Если бы кто знал, как я была горда, что закончила институт и стала ИНЖЕНЕРОМ! Это я-то, из задрипанной котельной, с ломом или лопатой в руках, стала инженером! Для меня институтский значок на груди был тогда дороже орденов (а тогда значок на груди считался самым презираемым выпендрежом). Сейчас вспоминаю то время и думаю: как хватило сил у всех нас? Что Володя, что я, могли позволить себе батон за 13 коп. и бутылку молока или кефира за день. Мизерные стипендии плюс такие же - пенсия З.Т (41 Руб. с копейками) и матушкина зарплата.

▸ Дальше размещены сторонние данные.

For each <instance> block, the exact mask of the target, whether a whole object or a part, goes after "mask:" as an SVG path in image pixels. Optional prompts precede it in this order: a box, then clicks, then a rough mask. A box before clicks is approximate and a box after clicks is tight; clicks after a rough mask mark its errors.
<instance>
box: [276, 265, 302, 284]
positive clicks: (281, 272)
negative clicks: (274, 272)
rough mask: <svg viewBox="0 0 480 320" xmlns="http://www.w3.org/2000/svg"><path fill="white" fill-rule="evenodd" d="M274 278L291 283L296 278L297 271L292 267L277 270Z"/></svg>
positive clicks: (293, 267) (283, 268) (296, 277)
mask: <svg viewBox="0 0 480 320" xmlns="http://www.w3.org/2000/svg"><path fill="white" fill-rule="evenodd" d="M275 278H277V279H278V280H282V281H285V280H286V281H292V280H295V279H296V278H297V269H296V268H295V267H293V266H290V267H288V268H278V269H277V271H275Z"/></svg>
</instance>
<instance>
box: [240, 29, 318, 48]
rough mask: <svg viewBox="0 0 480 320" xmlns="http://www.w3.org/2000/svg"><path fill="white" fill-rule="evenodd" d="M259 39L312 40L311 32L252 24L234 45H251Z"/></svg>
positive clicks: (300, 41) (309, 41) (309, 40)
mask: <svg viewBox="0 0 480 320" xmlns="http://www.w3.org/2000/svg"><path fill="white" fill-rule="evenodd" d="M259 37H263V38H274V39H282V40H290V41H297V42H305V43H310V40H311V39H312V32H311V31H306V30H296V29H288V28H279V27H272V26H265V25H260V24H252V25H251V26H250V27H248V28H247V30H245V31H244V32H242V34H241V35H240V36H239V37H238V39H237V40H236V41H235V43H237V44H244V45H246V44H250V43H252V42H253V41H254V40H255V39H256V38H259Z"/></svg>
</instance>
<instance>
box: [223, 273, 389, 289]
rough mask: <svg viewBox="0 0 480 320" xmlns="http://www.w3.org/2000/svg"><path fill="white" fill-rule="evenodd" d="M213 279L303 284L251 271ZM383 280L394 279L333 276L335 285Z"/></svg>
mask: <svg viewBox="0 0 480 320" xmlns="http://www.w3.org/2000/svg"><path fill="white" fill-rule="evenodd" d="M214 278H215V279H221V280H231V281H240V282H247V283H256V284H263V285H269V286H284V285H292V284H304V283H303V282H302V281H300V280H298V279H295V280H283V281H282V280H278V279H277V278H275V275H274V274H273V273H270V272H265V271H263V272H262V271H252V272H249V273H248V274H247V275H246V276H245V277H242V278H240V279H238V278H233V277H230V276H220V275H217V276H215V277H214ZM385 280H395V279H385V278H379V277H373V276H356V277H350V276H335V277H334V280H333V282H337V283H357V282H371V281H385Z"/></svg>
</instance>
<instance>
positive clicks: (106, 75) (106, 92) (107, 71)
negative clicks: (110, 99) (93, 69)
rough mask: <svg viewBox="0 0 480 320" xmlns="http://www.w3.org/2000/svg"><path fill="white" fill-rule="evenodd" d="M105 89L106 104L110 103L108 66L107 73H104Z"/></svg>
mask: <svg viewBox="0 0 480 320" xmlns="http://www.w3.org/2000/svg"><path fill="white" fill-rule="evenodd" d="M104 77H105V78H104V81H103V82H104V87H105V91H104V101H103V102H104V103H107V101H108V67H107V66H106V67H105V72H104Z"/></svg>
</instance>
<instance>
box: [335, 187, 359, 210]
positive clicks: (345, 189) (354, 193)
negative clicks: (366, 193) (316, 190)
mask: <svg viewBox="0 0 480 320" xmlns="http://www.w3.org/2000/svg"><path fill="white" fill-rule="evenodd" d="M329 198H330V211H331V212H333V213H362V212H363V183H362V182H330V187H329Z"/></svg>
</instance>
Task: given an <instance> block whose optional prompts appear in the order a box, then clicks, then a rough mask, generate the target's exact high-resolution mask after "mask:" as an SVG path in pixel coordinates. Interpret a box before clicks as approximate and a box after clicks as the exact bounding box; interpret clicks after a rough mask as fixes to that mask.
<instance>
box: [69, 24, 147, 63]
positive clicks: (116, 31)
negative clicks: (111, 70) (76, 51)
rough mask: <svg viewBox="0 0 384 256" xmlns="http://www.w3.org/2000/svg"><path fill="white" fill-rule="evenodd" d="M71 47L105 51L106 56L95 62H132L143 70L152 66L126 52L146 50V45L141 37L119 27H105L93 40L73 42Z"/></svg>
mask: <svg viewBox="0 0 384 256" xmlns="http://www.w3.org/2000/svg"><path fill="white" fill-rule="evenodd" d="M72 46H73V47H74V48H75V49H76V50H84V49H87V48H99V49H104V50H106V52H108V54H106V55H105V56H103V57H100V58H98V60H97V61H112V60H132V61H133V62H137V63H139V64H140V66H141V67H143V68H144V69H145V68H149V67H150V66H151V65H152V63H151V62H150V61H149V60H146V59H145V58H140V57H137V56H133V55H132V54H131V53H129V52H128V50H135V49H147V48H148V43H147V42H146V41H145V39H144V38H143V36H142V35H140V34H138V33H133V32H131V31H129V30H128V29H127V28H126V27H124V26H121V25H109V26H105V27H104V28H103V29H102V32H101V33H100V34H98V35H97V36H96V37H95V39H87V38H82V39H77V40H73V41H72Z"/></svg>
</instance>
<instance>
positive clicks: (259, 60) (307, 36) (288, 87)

А тут мне положили 100 рублей да 40% премии. Было от чего радоваться! Работать я пошла сразу после защиты диплома, Володя сдавал свои ГОСы позже меня. Его распределили в институт им.Бурденко, где он года 3 подрабатывал медбратом. И дали зарплату, помню точно, 72руб.50 коп. Когда он сравнил с моей, было сказано: "Дуракам - счастье!". К этому времени он уже женился и жил у тещи. А Катерина наша выровнялась, стала красивой высокой девицей и тоже собралась замуж. Мама тогда все смеялась: сами арбатские и половин себе набрали с Арбата. Но все наши браки были неудачными, один только Володя был женат еще раз и тоже - на арбатской!